Re: [SLUG] perl [pig] duplicate removal with a twist

From: Kwan Lowe (kwan@digitalhermit.com)
Date: Tue Jul 25 2006 - 13:34:55 EDT


> assuming size isn't an issue, I've figured out how to put the each
> "criticalpart" into a list,
> (don't see how a hash will work, as it's a single list of items,
> "criticalpart").
> how do I search the list to see if "criticalpart" is already in the list?
> would it be possible to do:
> if (@criticalpartlist =~ m/criticalpart/)
> {
> don't save;
> }
> else
> {
> do save;
> }

Real brief intro to how hashes would be useful here...
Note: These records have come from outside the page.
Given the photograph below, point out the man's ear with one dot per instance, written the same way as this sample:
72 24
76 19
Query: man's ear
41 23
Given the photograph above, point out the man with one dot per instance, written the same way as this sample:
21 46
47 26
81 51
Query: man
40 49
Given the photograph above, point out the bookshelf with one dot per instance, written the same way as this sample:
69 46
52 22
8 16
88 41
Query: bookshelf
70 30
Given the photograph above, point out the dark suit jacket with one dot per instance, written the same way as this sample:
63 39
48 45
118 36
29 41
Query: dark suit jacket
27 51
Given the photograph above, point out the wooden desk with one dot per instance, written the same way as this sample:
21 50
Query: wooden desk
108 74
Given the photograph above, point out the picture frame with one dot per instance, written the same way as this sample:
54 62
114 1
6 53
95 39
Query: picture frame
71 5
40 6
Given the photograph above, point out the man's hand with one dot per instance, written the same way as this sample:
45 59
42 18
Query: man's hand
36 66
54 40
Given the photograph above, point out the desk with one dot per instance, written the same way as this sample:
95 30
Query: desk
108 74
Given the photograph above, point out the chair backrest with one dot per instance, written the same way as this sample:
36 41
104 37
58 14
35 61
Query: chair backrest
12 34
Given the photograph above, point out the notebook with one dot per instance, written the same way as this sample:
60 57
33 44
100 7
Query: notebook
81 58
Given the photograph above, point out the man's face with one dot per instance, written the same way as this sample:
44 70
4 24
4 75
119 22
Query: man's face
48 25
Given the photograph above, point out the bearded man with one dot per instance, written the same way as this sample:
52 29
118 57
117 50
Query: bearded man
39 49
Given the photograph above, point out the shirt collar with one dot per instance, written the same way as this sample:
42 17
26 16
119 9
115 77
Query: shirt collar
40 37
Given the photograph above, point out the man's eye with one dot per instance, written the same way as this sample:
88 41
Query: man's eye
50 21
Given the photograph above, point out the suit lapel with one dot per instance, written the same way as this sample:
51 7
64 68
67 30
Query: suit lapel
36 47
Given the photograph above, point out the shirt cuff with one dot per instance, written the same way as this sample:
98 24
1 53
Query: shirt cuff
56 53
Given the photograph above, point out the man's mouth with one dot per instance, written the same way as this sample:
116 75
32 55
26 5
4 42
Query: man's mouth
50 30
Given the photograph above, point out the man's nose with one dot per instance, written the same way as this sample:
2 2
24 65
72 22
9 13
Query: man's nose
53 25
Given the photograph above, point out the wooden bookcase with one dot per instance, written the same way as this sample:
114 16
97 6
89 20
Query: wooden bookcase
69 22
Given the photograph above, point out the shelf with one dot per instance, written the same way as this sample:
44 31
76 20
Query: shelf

Each line in the input file gets converted to a unique fixed-length hash. This hash
is sorted in a table and the sorting method is very efficient.

To check if a new entry already exists is a simple matter of:
1) hash the new line
2) lookup the new hash in the hash table for the old file

Because there's no regex searches or other manipulation it's quick and efficient.

-- 
* The Digital Hermit   http://www.digitalhermit.com
* Unix and Linux Solutions   kwan@digitalhermit.com
-----------------------------------------------------------------------
This list is provided as an unmoderated internet service by Networked
Knowledge Systems (NKS).  Views and opinions expressed in messages
posted are those of the author and do not necessarily reflect the
official policy or position of NKS or any of its employees.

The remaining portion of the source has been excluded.